As of March 31, 2013, primarily all of the property and equipment was within the Pro Water segment of which 19% and 81% was located in Utah and North Dakota, respectively. All assets were located in the United States, with 94% of total assets related to the Pro Water segment. Assets related to SET Corp primarily related to cash, prepaids and deferred tax assets.
Note 12 – Related Party Transactions
Horst Geicke
See Notes 6 and 13 for transactions with Horst Geicke, a significant shareholder of the Company and former member of Pro Water Utah.
Robert Glaser
See Notes 8, 9, and 10 for transactions with Robert Glaser, the Company’s former Chief Executive Officer and director on the Board of Directors.
Cynthia Glaser
See Notes 8, 9, and 10 for transactions with Cynthia Glaser, the Company’s former Chief Financial Officer and Principal Accounting Officer.
At March 31, 2012, the Company owed an entity controlled by Cynthia and Robert Glaser $0 for management services previously provided under a consulting contract. Payments to this entity during the year ended March 31, 2012 were $24,085.
Keith Morlock
At March 31, 2012, the Company owed an entity controlled by Keith Morlock $0 for management services previously provided under a consulting contract. Payments to this entity during the year ended March 31, 2012 were $29,500.
See Notes 8, 9, and 10 for transactions with Keith Morlock, the Company’s interim Chief Executive Officer and director on the Board of Directors.
Note 13 – Subsequent Events
Termination of Employment for Cynthia Glaser (See Note 10)
Termination of Employment for Robert Glaser (See Note 10)
Conversion of Related Party Convertible Note Payable to Metropolitan Real Estate LLC(See Note 6)
Conversion of Related Party Note Payable to Bridgewell Worldwide Limited(See Note 6)

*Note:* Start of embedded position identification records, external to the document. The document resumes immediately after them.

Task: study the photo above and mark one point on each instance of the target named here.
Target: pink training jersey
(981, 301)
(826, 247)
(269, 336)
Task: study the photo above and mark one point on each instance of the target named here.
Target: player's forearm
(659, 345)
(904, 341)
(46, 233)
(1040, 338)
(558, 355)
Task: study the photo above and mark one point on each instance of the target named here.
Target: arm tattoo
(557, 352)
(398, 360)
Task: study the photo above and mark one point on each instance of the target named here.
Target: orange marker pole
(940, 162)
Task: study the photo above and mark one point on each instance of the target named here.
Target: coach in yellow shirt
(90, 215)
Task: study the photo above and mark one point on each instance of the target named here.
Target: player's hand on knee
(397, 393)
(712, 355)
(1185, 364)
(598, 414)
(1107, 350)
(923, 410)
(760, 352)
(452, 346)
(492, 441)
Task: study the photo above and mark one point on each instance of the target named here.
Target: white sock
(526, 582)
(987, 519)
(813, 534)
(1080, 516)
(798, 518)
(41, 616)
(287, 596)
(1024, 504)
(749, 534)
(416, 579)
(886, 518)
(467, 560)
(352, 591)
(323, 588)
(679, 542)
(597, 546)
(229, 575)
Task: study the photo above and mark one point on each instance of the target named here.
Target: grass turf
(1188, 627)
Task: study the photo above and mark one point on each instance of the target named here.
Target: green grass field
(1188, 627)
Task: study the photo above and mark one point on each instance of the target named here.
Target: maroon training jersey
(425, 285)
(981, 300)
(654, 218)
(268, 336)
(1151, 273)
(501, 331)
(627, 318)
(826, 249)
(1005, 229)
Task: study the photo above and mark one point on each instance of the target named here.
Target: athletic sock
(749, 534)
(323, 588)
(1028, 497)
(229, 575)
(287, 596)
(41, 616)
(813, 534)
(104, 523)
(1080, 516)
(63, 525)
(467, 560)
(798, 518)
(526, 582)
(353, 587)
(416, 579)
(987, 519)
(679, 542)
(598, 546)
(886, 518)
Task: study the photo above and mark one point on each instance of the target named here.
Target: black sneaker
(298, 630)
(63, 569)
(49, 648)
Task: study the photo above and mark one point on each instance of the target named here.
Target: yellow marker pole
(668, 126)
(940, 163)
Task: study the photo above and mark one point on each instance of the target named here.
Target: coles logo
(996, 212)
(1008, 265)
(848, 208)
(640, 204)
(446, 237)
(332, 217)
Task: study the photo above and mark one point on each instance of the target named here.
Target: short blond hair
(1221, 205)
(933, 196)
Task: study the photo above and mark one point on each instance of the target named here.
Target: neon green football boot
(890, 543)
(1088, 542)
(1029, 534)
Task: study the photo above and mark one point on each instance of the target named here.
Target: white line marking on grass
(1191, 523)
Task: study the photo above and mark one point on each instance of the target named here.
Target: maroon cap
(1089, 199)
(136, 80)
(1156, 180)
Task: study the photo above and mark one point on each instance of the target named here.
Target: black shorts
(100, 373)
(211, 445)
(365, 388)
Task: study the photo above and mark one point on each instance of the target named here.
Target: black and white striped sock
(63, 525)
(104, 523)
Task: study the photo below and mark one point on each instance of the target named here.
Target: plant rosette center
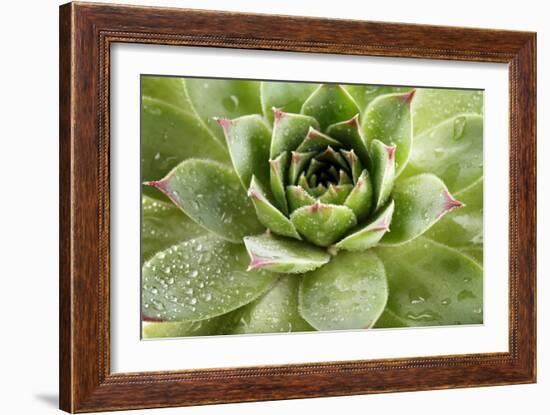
(319, 199)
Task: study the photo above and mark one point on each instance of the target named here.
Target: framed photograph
(260, 207)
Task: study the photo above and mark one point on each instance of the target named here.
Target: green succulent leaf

Complaint filed by Rimon. (See Note 10)
Stock Purchase Agreement with Horst Geicke
On May 7, 2013, the Company entered into a stock purchase agreement with Horst Geicke to purchase 20,000,000 shares of the Company’s common stock at $0.13 per share to raise $2,600,000. To date, the Company has received $2,600,000 towards the subscription agreement and accordingly issued 20,000,000 shares of its common stock.